Krissel Creager-Lumpkins' recovery inspired by daughter

By Brian Hightower | May 06, 2012, 1 a.m. (ET)

A beautiful image at the U.S. Air Force Academy track in Colorado Springs, Colo., on Friday. Krissel Creager-Lumpkins with a radiant smile, green eyes shining in the Rocky Mountain sun, a 100m bronze medal hanging from her neck, and her bubbly 5-year-old daughter, Micahstia, fixed to her hip.

Life hasn’t looked this idyllic for Krissel in a very long time.  In fact, she’s lived through a nightmare.  At first glance, you’d never know.  And when she talks, so confident and serene, its hard to imagine what she’s been through since that fateful summer day in Utah two years ago. 

It was a combat training exercise.  Just another step toward readiness for a deployment to Africa.  Routine mountain navigation, lots of hiking, teams spread out all over the hillside, and then something went wrong.

As she tells me her story, she is stretching intermittently, staying limber for the 100m race ahead.  Appropriately, she is not only competing in her first Warrior Games presented by Deloitte, but she is taking part in the Ultimate Champion competition, a Paralympic style pentathlon that will crown the most well-rounded athlete of all the service branches. 

When she recalls what happened on that mountain in Utah, it sounds like a version of hell.  In the midst of the training exercise, the hillside below caught fire.  “I didn’t want to burn to death," she tells me.  Forced to run uphill to avoid the flames, she encountered a deluge of water coming at her, meant to control the burn.

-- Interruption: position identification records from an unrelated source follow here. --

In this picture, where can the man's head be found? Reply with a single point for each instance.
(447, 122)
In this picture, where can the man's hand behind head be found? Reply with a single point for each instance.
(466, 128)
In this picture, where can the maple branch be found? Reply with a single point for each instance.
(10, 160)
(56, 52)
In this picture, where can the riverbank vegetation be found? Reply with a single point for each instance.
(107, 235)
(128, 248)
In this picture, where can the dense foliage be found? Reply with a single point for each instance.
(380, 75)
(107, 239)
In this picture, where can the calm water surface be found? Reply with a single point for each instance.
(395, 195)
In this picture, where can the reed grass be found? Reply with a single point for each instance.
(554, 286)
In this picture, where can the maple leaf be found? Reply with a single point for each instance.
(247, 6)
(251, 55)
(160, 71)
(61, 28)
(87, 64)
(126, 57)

She was now being swept downhill by a torrent. This string of bizarre events was then complicated by a malfunction in her Kevlar helmet, which fell off as she careened downhill. Striking her head as she fell, she finally came to rest, motionless.  

There is something indomitable about this woman’s spirit.  It is hard to describe.  It is pervasive at these Games, and is manifest not only in the athletic feats on display, but in the unquantifiable “it” that the competitors have found within themselves.  She has “it”.

And she has needed it. 

Since the accident, Krissel has endured paralysis, a brain aneurism and 10 surgeries. The aneurism is still there.  “They couldn’t get it.  They say it’s shaped like a Smurf’s nose, but it’s impossible to reach.” She points to where it resides, just above her right eye.

Perhaps worse than all of the episodes in the hospital, are the chronic symptoms of traumatic brain injury.  They are lasting and inoperable as well.  Common for people with a TBI are speech problems, depression, migraines, and anger. 

“I was going to 22 doctors appointments a week.” 

She felt defeated.  

Then one day, she knew she needed to change something. The inspiration came from curly-haired little Micahstia, just four years old at the time.  

 “I’d just been laying in bed again, angry.  And she came up to me with a towel and her toy doctor’s kit," Krissel recalled.  “She laid the towel over my forehead, opened her kit and said, ‘I’m going to fix Mommy’s head now.’  I knew right then, I had to do something, for her sake.”

Part of that something was sports. Getting involved in athletics often has healing powers.  Krissel saw a friend compete in the Warrior Games last year, and set her goal to be here this year.  She’s been training for months to make it. Mission accomplished.

At the conclusion of the 2012 Games, Krissel Creager-Lumpkins had the third highest point total in the Ultimate Champion competition. Ultimate or not, this girl is a champion.